DIET Cloud and Nimbus

Using DIET Cloud as a workflow engine to run workflow applications on top of Nimbus

In all scientific domains, workflows are a common application pattern. Orchestrating a large-scale experiment is currently a complex and time consuming task on a traditional shared platform like a grid. Scientist have to compete with each other for compute resources. This imposes a hard limit on the number of large scale experiments that can be performed and thus on the
evolution of the comunity itself. It is also worth noting that fixed size reservation-based grid platforms lead to overbooking and underuse of resources. With on-demand resources and smarter resource allocation algorithms one could achieve a larger experiment throughput, more efficient resource usage and lower experimentation overhead.

The purpose of the current showcase is to demonstrate how DIET Cloud can allows scientists to outsource their workflow experiments to IaaS Clouds.
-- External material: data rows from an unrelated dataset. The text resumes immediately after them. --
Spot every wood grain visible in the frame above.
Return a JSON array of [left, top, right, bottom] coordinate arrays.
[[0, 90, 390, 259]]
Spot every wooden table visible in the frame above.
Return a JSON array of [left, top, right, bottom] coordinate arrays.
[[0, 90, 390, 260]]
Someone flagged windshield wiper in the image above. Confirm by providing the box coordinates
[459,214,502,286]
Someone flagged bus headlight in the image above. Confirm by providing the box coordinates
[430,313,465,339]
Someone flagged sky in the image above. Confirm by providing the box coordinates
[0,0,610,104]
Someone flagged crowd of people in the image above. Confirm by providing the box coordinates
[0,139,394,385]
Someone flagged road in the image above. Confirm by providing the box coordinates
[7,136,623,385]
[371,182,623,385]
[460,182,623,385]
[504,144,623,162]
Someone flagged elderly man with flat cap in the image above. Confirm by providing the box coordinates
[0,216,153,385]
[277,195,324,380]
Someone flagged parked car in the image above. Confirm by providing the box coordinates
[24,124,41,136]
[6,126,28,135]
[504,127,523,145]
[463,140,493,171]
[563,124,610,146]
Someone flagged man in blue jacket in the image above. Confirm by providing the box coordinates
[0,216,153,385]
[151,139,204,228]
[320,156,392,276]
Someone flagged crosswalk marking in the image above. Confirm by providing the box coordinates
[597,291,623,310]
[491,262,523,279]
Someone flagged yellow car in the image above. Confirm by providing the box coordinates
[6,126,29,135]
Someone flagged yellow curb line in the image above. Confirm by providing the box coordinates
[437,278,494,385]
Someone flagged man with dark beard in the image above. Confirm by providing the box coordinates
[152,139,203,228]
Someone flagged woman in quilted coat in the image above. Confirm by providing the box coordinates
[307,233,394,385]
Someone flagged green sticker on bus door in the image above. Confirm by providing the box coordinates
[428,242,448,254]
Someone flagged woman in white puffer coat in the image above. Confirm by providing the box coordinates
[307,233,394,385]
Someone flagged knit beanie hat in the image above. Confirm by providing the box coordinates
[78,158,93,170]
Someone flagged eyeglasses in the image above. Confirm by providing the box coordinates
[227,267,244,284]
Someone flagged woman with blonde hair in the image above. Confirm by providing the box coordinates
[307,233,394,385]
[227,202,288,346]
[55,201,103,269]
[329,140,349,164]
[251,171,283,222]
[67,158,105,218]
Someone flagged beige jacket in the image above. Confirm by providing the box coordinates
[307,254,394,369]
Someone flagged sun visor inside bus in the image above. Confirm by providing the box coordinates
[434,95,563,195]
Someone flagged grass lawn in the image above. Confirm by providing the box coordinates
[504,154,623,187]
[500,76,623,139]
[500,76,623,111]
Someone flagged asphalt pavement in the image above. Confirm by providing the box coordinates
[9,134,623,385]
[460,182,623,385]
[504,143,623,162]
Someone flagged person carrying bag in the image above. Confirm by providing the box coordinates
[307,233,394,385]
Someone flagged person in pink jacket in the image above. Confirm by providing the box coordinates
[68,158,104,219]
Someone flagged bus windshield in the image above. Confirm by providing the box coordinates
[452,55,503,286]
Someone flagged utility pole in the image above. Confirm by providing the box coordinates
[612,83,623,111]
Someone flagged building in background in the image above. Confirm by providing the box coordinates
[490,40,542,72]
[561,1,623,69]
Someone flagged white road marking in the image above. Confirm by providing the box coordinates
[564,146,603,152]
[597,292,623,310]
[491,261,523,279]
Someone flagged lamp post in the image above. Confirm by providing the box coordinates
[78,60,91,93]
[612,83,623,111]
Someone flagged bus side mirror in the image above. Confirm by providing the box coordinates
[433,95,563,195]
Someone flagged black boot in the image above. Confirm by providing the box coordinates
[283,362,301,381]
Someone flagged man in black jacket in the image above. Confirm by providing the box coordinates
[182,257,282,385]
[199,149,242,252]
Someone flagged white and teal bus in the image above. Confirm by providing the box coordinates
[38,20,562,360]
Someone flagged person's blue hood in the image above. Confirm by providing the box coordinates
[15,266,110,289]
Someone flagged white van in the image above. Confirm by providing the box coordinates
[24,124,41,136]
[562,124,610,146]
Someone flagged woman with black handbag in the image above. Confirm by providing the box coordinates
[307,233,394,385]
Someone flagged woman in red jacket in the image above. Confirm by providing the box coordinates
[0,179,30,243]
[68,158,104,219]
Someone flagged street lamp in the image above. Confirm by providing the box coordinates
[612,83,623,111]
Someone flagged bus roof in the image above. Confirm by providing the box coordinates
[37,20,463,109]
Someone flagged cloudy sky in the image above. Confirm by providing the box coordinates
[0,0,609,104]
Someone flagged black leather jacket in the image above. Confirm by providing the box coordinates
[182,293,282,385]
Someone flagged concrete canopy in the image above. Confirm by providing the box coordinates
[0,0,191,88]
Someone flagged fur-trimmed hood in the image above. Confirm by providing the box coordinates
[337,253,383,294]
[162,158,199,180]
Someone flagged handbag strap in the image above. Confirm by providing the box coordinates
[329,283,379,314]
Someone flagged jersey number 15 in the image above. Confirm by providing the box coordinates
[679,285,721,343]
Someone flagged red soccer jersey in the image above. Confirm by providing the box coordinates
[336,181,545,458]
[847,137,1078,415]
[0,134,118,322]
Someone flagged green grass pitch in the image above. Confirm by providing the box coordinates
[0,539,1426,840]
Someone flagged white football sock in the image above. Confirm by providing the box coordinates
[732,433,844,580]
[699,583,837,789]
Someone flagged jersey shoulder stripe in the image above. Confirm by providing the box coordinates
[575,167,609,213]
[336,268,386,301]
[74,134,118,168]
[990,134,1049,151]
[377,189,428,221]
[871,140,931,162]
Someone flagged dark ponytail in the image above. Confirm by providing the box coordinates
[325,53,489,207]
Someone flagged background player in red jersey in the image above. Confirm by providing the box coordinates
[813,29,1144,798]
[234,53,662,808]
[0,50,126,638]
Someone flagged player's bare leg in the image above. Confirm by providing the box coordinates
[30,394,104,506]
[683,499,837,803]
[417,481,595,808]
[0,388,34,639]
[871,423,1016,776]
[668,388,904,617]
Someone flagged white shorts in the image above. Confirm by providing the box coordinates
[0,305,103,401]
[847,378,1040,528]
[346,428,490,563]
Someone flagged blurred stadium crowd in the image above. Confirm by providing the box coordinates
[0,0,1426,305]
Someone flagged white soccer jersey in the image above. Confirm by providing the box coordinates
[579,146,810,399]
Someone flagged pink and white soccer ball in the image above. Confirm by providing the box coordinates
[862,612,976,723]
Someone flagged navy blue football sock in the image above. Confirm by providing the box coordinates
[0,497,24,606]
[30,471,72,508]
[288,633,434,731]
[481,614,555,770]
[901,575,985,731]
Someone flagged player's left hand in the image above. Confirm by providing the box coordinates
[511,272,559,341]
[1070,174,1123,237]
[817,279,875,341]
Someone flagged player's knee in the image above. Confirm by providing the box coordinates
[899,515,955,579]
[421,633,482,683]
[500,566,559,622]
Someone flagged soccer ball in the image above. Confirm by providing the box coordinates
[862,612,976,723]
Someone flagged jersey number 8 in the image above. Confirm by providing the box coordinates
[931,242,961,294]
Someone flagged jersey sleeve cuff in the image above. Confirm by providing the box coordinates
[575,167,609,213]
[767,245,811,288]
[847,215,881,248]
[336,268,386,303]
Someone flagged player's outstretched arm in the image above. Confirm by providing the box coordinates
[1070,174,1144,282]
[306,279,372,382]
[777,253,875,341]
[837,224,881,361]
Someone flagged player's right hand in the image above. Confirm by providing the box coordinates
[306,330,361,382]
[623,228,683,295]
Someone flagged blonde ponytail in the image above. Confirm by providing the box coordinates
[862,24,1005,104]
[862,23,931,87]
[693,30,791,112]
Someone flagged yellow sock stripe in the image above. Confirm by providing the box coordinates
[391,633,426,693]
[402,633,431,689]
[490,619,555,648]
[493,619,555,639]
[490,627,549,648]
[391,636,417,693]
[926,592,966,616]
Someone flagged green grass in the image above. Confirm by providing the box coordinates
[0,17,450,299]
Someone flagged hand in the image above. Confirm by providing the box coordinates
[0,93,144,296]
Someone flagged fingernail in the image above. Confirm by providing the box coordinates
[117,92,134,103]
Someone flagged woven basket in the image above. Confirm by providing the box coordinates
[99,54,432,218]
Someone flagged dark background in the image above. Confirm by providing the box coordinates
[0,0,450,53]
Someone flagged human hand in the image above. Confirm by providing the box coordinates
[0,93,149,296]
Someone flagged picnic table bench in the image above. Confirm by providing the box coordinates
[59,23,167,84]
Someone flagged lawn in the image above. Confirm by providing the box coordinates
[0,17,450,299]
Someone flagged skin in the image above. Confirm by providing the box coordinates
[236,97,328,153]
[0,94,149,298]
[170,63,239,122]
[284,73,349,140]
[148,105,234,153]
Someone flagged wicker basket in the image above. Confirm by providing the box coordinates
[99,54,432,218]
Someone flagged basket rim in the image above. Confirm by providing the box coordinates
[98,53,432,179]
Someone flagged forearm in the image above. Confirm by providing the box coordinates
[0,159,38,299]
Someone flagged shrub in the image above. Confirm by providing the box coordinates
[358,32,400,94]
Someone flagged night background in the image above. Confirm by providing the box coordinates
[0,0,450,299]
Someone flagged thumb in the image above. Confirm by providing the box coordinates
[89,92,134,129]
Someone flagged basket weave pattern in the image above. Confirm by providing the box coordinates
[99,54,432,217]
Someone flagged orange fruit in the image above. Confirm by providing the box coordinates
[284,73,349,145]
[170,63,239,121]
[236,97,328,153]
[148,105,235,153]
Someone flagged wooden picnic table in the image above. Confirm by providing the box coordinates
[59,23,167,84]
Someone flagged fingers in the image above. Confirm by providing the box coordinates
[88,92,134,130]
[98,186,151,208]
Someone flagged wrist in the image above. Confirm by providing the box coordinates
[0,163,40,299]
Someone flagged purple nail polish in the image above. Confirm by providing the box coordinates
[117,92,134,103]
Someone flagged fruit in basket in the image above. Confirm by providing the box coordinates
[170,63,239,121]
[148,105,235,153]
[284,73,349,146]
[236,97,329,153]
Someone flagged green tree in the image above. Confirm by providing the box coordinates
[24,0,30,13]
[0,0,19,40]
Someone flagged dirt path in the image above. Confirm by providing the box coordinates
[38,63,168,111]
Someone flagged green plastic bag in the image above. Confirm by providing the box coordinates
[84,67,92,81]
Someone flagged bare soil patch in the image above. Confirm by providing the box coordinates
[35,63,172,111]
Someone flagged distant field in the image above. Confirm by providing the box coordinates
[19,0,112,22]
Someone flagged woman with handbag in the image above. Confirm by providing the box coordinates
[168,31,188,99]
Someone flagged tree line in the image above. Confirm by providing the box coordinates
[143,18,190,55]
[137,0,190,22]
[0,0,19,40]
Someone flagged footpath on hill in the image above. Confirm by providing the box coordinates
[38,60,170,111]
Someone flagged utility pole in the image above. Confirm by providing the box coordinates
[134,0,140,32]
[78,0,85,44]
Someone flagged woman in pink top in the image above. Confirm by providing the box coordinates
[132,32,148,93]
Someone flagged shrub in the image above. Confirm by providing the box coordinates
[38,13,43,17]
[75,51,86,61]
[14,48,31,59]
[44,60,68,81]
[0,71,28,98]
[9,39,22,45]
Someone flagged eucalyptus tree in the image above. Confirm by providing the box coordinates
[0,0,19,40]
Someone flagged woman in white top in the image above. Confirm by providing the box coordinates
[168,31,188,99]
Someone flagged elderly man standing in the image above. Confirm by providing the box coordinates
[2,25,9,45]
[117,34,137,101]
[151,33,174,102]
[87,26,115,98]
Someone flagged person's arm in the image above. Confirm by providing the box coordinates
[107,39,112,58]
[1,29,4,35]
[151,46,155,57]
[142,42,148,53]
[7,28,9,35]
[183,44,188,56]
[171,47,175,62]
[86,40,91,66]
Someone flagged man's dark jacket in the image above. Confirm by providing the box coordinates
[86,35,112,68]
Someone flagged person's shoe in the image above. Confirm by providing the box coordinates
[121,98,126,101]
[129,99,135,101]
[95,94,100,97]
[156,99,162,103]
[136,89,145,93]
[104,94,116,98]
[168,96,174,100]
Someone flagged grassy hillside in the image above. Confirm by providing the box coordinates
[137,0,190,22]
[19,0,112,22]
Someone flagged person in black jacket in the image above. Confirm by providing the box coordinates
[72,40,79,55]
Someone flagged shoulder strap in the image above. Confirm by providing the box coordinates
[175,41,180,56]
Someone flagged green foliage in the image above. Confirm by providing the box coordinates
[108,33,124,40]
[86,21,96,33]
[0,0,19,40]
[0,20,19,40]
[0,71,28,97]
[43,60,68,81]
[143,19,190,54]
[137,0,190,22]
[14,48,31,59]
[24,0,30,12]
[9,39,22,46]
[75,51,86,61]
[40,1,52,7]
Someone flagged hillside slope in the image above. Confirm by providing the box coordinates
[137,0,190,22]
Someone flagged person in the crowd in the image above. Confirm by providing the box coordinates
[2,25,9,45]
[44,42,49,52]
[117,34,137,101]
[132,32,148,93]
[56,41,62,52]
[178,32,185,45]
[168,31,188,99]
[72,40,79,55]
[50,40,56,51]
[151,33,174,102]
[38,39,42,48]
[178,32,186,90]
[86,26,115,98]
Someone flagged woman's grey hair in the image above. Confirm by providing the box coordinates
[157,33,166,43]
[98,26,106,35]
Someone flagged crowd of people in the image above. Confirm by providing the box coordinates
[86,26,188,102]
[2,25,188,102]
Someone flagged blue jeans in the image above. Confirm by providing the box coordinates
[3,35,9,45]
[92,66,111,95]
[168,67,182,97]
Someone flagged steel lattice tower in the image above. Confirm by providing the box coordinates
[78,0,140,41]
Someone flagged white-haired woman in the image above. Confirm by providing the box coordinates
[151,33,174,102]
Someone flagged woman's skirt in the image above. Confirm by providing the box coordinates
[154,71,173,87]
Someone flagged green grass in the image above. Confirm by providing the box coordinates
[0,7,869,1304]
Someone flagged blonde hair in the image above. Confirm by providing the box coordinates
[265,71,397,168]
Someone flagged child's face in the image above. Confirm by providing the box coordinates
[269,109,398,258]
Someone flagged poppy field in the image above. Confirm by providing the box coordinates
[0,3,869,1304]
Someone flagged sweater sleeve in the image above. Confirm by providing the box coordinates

Our approach is to determine budget-constrained on-demand resource allocations especially tailored for each application and the resource catalog offered by the IaaS Cloud.

For this demonstration we have used the RAMSES workflow application. It is an Adaptive Mesh Refinement (AMR) application with the goal of simulating a region of space starting from initial conditions until reaching the formation of galaxies. It can refine
the simulation in certain regions of interest called ”zoom regions”. One possible improvement for this and many other workflow applications is in the direction of ease of use and reducing the experimentation overhead.  We will also show a demo use-case and preliminary results on running the system on the FutureGrid testbed with a Nimbus IaaS Cloud deployment and the RAMSES test application.

DIET/Nimbus architecture

arch_DIET_Nimbus

DIET/Nimbus architecture

 

The architecture that we have proposed for this demo has the following main components described below.MADag (DIET)

The MADag is a workflow engine developed as part of the DIET toolkit. It supports simple DAG workflows, Parallel Task Graphs (PTG) and functional workflows through the Gwendia language. In the current scenario we have used one task per DIET service to implement the workflow’s functionality.

Nimbus

Nimbus is an open source IaaS Cloud software stack. It is compatible with the Amazon EC2 IaaS interface. In the current scenario we have used Nimbus as a low level resource provider, via a FutureGrid installation.

Phantom

Phantom is an open source auto-scaling service built as part of the Nimbus platform. It implements a part of the Amazon auto-scaling service interface. We have used it as a high level resource provider.

Client

The platform client describes his workflow in an XML form and implements the workflow’s tasks as DIET services. Next, the client invokes the workflow engine, passing his XML description and the workflow execution is done automatically. Throughout the process of running the workflow application, the client does no explicit resource management.

Experimental result

We have experimented with various runs of the RAMSES application. We have tested two types of resource provisioning approaches: static preallocations of the resources and dynamical allocations that allocate new resources on-demand and release existing ones when they are not used.

​​

level-6-runtimes

Running times for static and dynamic allocations

level-6-costs

Cost estimations for static and dynamic allocations

From the point of view of running times, the static allocations result in faster executions because all the resources are available when they are needed. Dynamic allocations have to pay for a VM reallocation time (highlighted in green in the above plots). An important observation for this scenario is that the VM allocation time tends to stabilize after a while, becoming constant. In essence, VM allocation time becomes a constant overhead.

On the other hand, when related to cost estimations, the dynamic platform clearly outperforms the static one by a factor of as much as 4x in the case of the RAMSES application.

The take-away conclusion is that dynamic IaaS platforms can improve the cost efficiency of workflow applications if the applications have a non-constant demand of resources.